Dün geceki Samsunspor-Trabzonspor maçını izlemeyen birisi, müsabakanın istatistiklerine bakarak "Herhalde Trabzonspor farklı kazanmıştır!" der. İlk yarı değilse de ikinci yarı böyleydi. Peki neden böyle oldu, derseniz; hakem faktörü mü, VAR faktörü mü, "Herkese VAR da bize yok" faktörü mü? Bunlar her daim olduğu gibi bu maçta da vardı.

Ama realiteleri halının altına süpürmeden hepimiz—taraftarlar, yöneticiler, teknik heyet, ben ve her bir Trabzonsporlu—sesli düşünelim, hatta bağıralım: "Ne bu hâl?" diyelim ve sorgulayalım.

Ligde üçüncü olan takıma 13 transfer, hem de ne transferler, yapılarak dibine kibrit suyu dökülen Trabzonspor, her geçen hafta geriye gidiyor. Bakın Samsunlular, rüyalarında Trabzonspor'u üst üste iki kez yendiklerini görseler inanmazlardı.

Gelelim sadede. Kupalar ve ligin 17 maçında takımın en iyisi Uğurcan ise—ki kalitesine asla lafım yok—topu eliyle oyuna sokmaktan vazgeçmiş, hiç sevmediği işi yapıp topu kargalara yolluyorsa, bunun adına güvensizlik denmez mi? Koca Trabzonspor’un oyuncularının tek bir Samsunlu oyuncuya yenik düşmesine ne demeli? Hiç mi sıkılmadınız!

Şimdi takımın genel resmine iyice bakalım. Hâlâ takım olamadık, takımı renklerinden tanır hâle geldik. Oyuncular, topla fazla oynadıklarını ve oyunu önde tuttuklarını sanıyorlar ama işin aslı hiç de öyle değil! Üretkenlikten çok uzaklar. Takımda lider yok; topu ayağına alan, Nwakaeme’nin yüzüne bakıyor. O da adeta, "Ben yaşlandım, yoruldum artık" dercesine taleplere cevap veremiyor.

Daha fazla detay vermenin anlamı yok, ama benim asıl kahrolduğum nokta şu: Samsunsporlu oyuncuların bir Trabzonsporlu oyuncuya 3-4 kişiyle saldırmasına karşın, "Bunlar deli mi nedir?" dercesine futbolcularımızın bunu seyretmesi!

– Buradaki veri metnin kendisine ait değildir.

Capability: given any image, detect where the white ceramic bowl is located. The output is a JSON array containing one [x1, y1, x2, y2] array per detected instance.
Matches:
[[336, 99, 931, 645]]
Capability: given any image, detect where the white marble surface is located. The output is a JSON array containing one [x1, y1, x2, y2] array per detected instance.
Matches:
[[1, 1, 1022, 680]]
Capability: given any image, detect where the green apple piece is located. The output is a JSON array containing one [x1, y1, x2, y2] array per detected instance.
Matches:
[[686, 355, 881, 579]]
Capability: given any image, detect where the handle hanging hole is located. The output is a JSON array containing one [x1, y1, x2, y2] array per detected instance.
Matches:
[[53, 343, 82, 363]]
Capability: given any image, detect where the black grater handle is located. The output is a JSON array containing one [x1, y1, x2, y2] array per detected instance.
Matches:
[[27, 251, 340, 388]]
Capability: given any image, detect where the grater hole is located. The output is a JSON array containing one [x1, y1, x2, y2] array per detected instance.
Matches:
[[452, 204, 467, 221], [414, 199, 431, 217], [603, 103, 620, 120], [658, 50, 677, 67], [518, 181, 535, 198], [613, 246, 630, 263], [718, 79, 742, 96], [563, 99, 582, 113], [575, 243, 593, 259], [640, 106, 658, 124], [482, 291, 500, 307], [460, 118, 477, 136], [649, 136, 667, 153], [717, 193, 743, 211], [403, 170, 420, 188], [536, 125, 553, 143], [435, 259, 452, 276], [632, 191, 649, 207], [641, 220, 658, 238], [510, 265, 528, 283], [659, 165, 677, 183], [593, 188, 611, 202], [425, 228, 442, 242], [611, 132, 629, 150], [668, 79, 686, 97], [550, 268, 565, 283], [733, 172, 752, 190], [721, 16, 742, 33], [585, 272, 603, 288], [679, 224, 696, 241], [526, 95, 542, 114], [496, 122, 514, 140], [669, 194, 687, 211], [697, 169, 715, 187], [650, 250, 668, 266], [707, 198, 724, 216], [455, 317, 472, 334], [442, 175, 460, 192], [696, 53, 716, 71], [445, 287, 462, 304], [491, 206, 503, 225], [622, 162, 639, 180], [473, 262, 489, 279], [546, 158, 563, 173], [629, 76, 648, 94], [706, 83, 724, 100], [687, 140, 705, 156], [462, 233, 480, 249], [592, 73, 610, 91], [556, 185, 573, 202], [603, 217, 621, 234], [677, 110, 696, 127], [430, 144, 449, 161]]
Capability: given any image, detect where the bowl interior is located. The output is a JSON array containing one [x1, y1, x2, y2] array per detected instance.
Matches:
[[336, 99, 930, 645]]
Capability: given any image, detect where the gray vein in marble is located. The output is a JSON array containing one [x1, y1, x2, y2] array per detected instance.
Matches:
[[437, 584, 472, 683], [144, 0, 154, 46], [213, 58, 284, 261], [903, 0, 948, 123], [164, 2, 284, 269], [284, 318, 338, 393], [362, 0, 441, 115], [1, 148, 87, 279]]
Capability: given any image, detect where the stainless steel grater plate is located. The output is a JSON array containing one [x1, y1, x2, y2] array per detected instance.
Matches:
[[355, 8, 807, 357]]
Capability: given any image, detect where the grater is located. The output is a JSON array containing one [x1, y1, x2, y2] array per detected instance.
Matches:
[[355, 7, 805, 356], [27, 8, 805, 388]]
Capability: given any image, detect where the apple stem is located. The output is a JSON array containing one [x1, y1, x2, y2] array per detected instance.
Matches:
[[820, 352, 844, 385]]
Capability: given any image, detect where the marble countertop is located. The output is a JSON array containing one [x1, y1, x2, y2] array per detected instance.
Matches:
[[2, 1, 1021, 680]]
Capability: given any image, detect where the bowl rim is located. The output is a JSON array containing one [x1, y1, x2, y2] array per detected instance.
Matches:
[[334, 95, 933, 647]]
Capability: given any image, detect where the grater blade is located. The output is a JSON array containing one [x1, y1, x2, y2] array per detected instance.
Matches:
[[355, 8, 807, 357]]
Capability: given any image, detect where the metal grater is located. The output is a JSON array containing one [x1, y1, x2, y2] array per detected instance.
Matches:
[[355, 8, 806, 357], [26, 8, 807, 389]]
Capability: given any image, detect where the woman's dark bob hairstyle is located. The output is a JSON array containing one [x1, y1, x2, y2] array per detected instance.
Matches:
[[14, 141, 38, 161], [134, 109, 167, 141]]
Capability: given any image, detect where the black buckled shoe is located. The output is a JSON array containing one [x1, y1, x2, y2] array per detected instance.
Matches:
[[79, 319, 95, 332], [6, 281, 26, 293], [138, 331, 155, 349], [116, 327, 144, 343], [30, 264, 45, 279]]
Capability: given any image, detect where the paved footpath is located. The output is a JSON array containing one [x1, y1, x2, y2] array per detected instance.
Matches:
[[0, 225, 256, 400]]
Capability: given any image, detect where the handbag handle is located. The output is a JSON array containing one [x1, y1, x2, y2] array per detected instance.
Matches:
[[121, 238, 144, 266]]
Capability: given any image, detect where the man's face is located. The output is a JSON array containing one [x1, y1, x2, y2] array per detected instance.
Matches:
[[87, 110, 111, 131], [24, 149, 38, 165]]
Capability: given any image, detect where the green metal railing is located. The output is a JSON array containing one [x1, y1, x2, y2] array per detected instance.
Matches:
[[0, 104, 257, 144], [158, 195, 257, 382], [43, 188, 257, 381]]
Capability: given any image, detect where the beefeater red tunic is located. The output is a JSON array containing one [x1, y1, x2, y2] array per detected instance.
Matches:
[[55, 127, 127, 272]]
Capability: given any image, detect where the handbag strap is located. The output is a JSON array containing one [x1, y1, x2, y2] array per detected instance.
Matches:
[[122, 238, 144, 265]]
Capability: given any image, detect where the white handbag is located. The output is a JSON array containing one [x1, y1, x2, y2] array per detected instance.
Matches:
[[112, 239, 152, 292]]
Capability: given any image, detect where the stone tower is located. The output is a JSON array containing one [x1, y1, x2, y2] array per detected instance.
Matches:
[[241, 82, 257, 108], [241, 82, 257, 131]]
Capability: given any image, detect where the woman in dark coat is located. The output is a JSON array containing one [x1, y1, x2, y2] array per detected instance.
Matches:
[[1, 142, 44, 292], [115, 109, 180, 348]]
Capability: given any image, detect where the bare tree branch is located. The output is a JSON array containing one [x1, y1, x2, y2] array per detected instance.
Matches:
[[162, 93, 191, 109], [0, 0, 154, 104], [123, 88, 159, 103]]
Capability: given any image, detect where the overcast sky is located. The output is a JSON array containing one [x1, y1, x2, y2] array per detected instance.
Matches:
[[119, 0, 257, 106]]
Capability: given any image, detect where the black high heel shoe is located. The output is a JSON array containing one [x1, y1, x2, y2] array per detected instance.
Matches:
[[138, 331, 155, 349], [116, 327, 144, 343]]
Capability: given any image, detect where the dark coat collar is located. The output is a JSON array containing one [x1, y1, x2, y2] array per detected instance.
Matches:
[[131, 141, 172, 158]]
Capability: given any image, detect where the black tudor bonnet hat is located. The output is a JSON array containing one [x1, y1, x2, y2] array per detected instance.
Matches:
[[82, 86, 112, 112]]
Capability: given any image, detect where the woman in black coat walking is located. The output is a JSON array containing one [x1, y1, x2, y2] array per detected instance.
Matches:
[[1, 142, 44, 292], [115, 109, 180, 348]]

Bakın beyler, benim takımımın futbolcusu sorumludur, formasına sevdalıdır, yenilgiyi zul addeder. Rakibe geçilirse gurur yapar. Geçemezse de gurur yapar. Biz böyle gördük, böyle öğrendik. Bu takımın adı "Futbol İhtilâlcisi" ise bundandır.

Şimdi, Şenol Hoca’nın yapmak istediği değişime ve vermek istediği tedaviye cevap vermeyen, bunu sadece "sokma akıl" olarak algılayanlara soruyorum: İstediğiniz her şeyi alıyorsunuz da bizlerin sizden istediği, sıra dışı olan bu formanın hakkını neden vermiyorsunuz?